Microgroup mining on TSina via network structure and user attribute

  • Authors:
  • Xiaobing Xiong;Xiang Niu;Gang Zhou;Ke Xu;Yongzhong Huang

  • Affiliations:
  • National Digital Switching System Engineering and Technological Research Center, China;State Key Lab of Software Development Environment, Beihang University, China;National Digital Switching System Engineering and Technological Research Center, China;State Key Lab of Software Development Environment, Beihang University, China;National Digital Switching System Engineering and Technological Research Center, China

  • Venue:
  • ADMA'11 Proceedings of the 7th international conference on Advanced Data Mining and Applications - Volume Part II
  • Year:
  • 2011

Quantified Score

Hi-index 0.00

Visualization

Abstract

In this paper, we focus on the problem of community detection on TSina: the most popular microblogging network in China. By characterizing the structure and content of microgroup (community) on TSina in detail, we reveal that different from ordinary social networks, the degree assortativity coefficients are negative on most microgroups. In addition, we find that users from the same microgroup likely exhibit some similar attributes (e.g., sharing many followers, tags and topics). Inspired by these new findings, we propose a united method for microgroup detection without losing the information of link structure and user attribute.

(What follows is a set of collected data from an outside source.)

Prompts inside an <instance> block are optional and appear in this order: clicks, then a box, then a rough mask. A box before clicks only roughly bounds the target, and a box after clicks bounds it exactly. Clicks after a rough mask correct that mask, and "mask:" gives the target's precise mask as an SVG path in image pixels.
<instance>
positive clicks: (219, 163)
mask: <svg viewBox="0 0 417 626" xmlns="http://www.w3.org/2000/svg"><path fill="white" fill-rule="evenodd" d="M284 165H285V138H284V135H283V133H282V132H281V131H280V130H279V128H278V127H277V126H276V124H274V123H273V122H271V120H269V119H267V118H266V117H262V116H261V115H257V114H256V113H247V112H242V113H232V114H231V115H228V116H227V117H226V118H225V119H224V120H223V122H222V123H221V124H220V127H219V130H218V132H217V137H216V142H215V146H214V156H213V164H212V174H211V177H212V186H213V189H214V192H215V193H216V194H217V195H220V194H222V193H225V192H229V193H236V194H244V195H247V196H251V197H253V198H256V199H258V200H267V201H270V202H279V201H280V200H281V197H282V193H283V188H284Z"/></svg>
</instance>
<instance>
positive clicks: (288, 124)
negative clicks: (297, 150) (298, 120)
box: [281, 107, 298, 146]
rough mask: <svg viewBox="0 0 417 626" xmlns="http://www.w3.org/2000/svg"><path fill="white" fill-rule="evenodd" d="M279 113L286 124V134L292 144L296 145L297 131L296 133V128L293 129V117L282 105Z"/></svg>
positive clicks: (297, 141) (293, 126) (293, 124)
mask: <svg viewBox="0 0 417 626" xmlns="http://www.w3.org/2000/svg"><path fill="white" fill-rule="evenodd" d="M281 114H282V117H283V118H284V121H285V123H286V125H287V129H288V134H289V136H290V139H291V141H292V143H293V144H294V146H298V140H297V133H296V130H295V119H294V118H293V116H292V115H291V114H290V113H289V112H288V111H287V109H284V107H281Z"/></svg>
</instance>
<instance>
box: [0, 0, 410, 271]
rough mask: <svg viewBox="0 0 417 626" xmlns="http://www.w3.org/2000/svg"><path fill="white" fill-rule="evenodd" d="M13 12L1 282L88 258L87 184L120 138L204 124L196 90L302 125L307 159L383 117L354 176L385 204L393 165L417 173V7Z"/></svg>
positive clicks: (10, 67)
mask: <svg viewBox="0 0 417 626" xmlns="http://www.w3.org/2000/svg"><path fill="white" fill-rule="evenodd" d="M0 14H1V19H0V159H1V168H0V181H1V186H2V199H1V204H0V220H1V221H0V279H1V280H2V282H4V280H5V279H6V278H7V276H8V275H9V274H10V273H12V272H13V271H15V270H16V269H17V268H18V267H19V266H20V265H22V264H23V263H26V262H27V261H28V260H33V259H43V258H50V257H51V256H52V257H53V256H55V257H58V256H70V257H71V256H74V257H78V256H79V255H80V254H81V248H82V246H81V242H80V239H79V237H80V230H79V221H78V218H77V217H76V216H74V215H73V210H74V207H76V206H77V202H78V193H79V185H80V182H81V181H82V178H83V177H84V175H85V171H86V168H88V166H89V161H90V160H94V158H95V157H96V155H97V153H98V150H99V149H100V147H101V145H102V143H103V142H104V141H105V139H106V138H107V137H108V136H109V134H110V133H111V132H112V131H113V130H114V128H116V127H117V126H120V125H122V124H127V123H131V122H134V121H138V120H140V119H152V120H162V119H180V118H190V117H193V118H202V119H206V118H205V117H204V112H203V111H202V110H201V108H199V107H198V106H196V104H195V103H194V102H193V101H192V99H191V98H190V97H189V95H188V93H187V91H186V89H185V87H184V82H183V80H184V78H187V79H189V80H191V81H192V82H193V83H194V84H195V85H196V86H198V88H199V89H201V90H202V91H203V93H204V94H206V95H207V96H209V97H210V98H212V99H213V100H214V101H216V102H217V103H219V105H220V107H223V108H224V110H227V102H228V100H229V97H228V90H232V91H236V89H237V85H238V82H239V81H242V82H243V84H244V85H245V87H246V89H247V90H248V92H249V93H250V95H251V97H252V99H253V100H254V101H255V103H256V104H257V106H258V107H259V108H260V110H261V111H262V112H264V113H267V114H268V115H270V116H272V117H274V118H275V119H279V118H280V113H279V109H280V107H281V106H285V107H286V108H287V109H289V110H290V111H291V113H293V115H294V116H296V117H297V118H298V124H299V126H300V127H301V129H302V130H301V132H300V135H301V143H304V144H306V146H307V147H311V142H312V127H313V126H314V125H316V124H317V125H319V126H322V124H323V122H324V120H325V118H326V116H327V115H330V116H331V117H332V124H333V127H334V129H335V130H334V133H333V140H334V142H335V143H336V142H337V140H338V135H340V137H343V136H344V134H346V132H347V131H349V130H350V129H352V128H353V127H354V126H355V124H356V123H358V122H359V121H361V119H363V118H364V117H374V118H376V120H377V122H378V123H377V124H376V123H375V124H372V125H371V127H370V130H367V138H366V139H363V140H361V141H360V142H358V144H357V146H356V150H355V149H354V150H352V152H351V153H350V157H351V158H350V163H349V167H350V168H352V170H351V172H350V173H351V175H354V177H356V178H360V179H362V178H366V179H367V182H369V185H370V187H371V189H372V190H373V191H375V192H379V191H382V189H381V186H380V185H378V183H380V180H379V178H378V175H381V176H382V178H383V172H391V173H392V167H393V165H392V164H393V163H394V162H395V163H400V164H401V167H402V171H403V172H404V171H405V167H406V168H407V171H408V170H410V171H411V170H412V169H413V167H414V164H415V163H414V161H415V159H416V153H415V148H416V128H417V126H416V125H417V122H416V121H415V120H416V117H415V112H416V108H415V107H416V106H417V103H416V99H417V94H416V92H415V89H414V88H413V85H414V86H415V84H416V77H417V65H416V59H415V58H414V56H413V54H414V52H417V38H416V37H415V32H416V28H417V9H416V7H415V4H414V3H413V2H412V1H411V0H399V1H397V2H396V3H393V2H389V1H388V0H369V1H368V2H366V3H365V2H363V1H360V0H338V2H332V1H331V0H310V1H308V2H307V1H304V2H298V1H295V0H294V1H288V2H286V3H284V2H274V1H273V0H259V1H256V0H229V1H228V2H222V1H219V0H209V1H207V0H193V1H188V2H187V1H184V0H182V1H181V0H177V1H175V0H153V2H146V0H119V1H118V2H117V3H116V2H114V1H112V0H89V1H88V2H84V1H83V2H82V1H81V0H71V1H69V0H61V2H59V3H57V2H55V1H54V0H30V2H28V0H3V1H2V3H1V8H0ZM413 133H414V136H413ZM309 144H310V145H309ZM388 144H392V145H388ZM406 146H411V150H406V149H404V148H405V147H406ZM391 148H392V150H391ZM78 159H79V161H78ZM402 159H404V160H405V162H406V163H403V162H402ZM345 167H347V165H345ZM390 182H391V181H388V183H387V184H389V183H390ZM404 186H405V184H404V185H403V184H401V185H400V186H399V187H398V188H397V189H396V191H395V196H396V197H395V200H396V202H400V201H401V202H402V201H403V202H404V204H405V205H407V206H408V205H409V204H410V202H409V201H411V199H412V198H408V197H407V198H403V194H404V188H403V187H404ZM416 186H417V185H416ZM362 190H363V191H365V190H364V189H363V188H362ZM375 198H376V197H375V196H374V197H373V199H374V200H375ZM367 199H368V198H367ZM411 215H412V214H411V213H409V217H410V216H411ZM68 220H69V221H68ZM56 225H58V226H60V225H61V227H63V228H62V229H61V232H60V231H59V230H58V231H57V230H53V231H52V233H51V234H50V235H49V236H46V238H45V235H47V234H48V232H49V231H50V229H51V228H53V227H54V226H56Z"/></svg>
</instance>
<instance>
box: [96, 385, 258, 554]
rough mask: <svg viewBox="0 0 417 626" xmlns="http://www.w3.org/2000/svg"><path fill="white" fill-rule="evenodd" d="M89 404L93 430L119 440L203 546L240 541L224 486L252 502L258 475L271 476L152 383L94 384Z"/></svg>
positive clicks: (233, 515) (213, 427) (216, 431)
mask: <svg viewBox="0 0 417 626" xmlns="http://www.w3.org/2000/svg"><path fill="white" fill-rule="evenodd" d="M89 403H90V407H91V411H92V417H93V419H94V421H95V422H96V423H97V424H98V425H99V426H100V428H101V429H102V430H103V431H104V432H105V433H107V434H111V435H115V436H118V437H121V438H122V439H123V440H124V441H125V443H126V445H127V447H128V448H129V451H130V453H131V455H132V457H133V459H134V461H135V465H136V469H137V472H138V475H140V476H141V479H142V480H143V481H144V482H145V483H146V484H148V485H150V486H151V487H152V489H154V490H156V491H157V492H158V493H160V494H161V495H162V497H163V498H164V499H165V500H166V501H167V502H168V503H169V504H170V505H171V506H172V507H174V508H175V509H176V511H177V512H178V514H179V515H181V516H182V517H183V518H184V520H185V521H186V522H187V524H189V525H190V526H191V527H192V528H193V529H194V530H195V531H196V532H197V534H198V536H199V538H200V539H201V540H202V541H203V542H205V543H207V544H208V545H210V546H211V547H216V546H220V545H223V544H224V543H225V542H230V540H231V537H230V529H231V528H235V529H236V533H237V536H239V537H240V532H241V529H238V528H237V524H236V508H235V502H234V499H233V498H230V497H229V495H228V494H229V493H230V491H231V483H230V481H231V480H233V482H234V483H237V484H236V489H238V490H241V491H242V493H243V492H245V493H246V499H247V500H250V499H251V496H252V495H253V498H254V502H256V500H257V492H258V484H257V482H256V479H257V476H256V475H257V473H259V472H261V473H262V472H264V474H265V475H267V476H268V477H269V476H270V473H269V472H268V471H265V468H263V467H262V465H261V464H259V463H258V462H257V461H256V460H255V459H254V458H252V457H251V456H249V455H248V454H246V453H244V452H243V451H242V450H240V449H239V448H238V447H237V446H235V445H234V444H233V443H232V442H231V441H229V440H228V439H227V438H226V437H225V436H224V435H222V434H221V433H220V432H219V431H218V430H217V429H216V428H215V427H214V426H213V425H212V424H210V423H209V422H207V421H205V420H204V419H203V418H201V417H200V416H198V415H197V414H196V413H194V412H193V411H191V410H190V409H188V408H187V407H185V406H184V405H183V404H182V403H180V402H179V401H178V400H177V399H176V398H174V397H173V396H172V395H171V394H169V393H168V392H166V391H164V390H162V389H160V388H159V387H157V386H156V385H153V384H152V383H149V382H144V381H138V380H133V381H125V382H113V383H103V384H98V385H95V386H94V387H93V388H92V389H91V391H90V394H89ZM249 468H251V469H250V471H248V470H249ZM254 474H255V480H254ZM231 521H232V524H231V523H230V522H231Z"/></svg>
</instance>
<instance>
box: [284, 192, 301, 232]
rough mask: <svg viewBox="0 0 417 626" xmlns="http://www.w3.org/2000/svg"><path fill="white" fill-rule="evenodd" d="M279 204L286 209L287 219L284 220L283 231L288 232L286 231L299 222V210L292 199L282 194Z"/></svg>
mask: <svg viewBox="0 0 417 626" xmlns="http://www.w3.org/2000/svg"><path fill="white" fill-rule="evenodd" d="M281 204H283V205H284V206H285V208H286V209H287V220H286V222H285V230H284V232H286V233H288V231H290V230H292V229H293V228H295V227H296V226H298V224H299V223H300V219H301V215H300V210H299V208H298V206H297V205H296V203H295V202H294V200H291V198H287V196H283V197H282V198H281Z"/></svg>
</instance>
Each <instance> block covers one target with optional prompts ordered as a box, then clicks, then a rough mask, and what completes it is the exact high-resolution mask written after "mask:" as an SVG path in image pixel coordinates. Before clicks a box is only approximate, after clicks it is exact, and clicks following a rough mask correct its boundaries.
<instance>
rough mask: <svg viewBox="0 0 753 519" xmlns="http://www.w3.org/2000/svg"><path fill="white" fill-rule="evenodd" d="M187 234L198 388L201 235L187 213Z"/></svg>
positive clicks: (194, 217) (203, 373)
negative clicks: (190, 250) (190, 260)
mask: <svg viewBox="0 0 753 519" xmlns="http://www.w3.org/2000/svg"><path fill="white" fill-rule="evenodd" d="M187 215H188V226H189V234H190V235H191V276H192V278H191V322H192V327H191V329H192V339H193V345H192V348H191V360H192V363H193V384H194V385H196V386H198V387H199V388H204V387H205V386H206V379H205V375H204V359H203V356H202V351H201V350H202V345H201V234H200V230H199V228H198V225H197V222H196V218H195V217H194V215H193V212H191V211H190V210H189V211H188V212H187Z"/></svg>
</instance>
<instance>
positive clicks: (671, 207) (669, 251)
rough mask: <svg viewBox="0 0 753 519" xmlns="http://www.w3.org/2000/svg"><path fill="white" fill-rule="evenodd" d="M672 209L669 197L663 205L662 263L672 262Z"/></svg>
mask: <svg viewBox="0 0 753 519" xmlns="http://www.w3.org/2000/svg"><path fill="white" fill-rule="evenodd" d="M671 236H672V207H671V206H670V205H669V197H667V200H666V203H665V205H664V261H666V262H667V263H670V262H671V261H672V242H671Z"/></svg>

First, the link direction is converted to the weight by giving higher value to the more surprising link, while attribute similarity between two users is measured by the Jaccard coefficient of common features like followers, tags, and topics. Then, above two factors are uniformly converted to the edge weight of a newly generated network. Finally, many frequently used community detection algorithms that support weighted network would be employed. Extensive experiments on real social networks show that the factors of link structure and user attribute play almost equally important roles in microgroup detection on TSina. Our newly proposed method significantly outperforms the traditional methods with average accuracy being improved by 25%, and the number of unrecognized users decreasing by about 75%.